Amid the hustle of a Minnesota Timberwolves game, fans peer through a glass floor at passersby in a lobby below. Looking up, a giant, neon-colored basketball sculpture looms overhead. It’s a moment created for curiosity and connection — designed by Overland Park’s Dimensional Innovations.
Extending through multiple floors of the four-story Target Center in Minneapolis, the eye-catching ball-and-net visual element is a key component of a $145 million overhaul of the nearly 30-year-old sports and concert venue.
“The ball and the net were born from many different sculptural ideas, but really we were trying to distill basketball to its essence,” said Rick Smith, executive creative director for Dimensional Innovations. “The shape of the ball is a stylized representation of the black rubber lines on a basketball.”

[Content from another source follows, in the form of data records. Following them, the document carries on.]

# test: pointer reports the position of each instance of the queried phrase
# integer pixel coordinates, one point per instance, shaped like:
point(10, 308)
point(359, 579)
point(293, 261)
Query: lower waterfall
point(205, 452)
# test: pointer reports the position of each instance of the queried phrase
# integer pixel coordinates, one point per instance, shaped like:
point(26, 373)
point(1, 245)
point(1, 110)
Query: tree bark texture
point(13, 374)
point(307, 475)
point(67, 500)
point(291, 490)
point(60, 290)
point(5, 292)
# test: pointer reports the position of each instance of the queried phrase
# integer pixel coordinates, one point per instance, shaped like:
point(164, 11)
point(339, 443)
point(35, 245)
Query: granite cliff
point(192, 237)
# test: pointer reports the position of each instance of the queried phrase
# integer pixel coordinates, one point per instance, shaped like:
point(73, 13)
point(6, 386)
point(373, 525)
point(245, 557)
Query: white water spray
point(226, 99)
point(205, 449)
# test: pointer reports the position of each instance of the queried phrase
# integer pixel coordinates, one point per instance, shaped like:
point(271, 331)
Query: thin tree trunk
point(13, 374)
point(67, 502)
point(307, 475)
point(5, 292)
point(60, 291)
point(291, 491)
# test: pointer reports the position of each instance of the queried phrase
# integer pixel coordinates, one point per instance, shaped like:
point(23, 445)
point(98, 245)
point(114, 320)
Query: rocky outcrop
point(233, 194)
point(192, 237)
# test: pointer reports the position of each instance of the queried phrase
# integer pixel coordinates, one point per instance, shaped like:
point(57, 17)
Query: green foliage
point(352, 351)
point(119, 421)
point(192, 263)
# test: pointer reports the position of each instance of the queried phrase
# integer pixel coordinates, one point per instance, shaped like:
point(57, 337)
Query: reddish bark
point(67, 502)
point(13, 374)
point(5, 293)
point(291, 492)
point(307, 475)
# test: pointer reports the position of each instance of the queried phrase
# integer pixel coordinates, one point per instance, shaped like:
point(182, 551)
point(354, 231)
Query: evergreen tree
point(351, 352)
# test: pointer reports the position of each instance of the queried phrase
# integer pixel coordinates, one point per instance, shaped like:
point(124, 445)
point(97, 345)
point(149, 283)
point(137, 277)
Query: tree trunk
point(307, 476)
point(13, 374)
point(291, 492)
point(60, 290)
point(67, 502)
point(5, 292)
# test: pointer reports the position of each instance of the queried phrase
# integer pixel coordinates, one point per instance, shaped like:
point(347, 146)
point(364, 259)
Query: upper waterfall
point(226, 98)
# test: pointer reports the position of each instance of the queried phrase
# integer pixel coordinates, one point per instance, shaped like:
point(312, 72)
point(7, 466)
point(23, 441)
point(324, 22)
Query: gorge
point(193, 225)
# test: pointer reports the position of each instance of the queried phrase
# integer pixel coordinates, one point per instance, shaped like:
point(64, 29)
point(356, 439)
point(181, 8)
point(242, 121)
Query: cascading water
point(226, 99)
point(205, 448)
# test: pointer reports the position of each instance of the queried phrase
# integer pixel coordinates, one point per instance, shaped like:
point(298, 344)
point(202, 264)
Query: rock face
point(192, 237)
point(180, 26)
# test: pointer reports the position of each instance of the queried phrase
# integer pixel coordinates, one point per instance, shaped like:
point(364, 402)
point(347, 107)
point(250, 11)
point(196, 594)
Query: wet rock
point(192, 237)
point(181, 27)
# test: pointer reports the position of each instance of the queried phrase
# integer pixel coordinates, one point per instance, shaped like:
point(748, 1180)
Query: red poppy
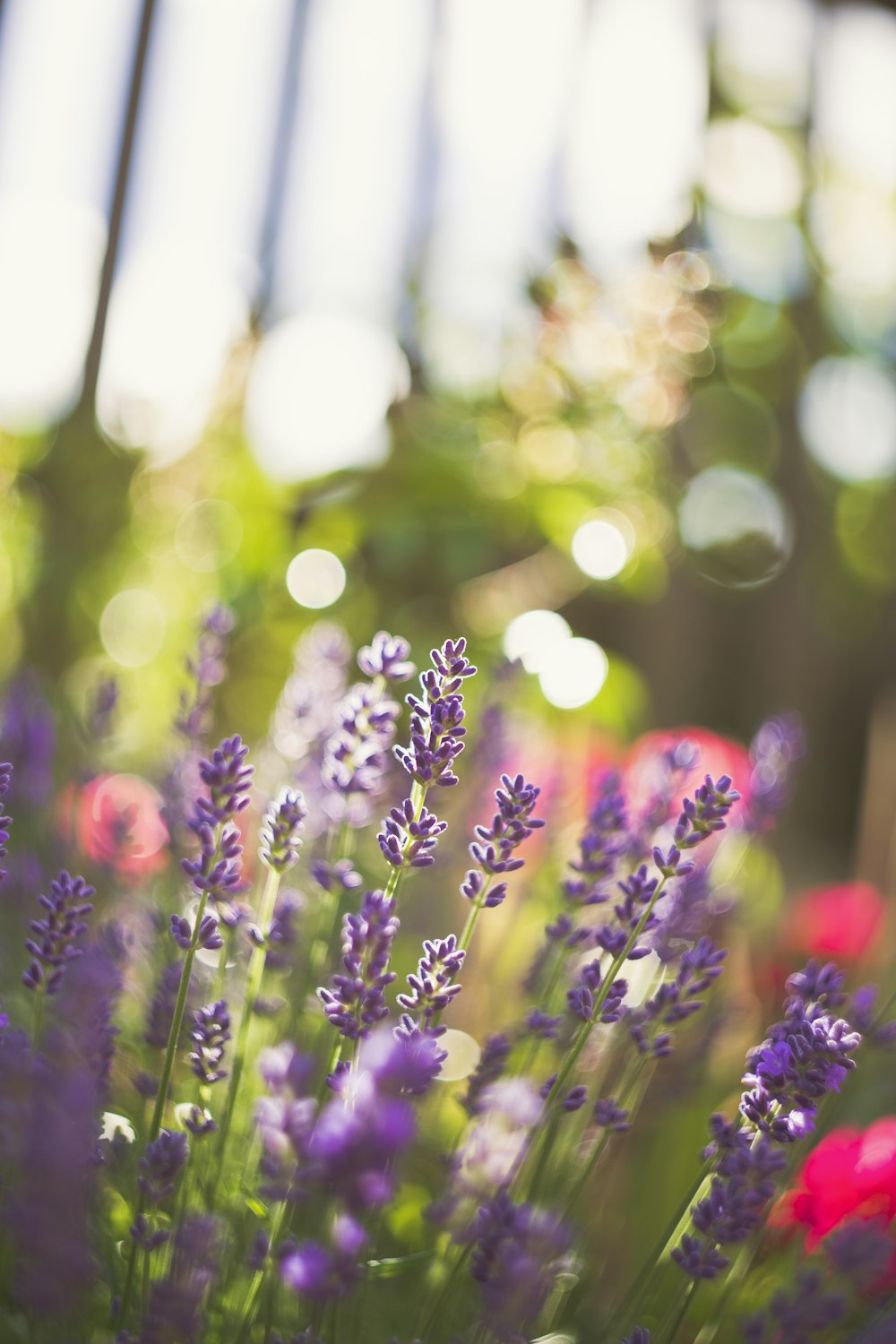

While DI worked with a $2.9 million budget for experiential graphics on the project, the Kansas company’s scope also included interior and exterior signage, wayfinding and branding activations.
“As a company, we offer a turnkey solution so that we can come in and do both the technical and graphic sides,” said Ashley Siebert, lead designer for DI. “Having a shop in-house, we have a leg up on the fabrication of bigger ‘moments,’ like the basketball. It probably would have been much more difficult to work with a subcontractor to execute that portion of the project.”
Armed with CNC routers, paint booths, an engineering department, full metal shop and innovation lab, DI was able to overcome a variety of challenges associated with the sculpture, Siebert said, preventing a loss of nuance within the finished product.
The local designers’ creativity also was extended to the Target Center’s concourse, lobby, suites, club areas and locker rooms.
“Lately we’ve been leaning into really design-heavy projects,” she said. “And within the past few years, we set up a separate tech division because really can’t be competitive without it. There’s so much tech involved in the market that we work in. I’d like to think that, even if we’re established, we still have a startup mindset. We’re still trying to get into these emerging markets to stay relevant and competitive.”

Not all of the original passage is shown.